Richard had written them in many different ways in his diary and of course had described it to me in his last letter. It was clear how he would be, how he would act, and what he would do. I knew and I didn’t stop it. Why didn’t I? Was I incapable of it? Perhaps Richard was always in control. Perhaps he was still in control and now was simply toying with me, letting me think I could destroy him.

  As if to prove his power, I felt the urge to go to that garbage bag and draw out the packet of letters I had been too terrified to peruse. I rose from my bed, still reluctant, but taking the steps anyway, the steps that led me back to Richard’s room. I stood in the doorway and looked over at the sack lying limply by the dresser.

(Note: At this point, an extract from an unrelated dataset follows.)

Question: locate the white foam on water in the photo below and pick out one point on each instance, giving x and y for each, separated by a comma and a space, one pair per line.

  “No,” I cried weakly, my tears escaping freely now. I shook my head. “Please, no. Don’t let it be so.”

  I tried turning away. I would get dressed, I told myself, and go to Antonio’s for dinner. There would be people I knew, people who could distract me and help me to forget. But I had to rid myself of this one bag filled with Richard’s things. I had to take it out and drop it in the garbage can, otherwise, it would call to me all night and I would never sleep.

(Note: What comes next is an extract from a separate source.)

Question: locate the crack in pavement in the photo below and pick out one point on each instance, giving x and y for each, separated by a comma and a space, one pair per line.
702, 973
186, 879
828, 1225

  Cautiously, I entered Richard’s room. It was almost as if I expected him to step out of the bathroom wearing one of those expensive silk robes I had crushed under his other things in one of the garbage bags. Suddenly, I could imagine him standing there, smiling gleefully, yet so handsome I was helpless to resist.

  Slowly, deliberately tormenting, he would untie the robe and pull it away to reveal his manly body.

  “It would be the ultimate act of love,” he whispered. “Come to me, Clea. We would merge in passion unlike any moment of passion ever experienced by our kind. It would be innovative, entering sexual frontiers not even dreamed of by our people. Touch me, Clea. Touch me,” he pleaded, bringing his hands to his hips and coming forward.

  “No … please.” I had my eyes closed and could see myself starting to back away.

  “Clea, I long to make love to you.”

  “But if you did, you would destroy us both, Richard. It would be a form of suicide,” I cried quickly. He blinked and thought, his passion cooling as he realized what I said was most likely true.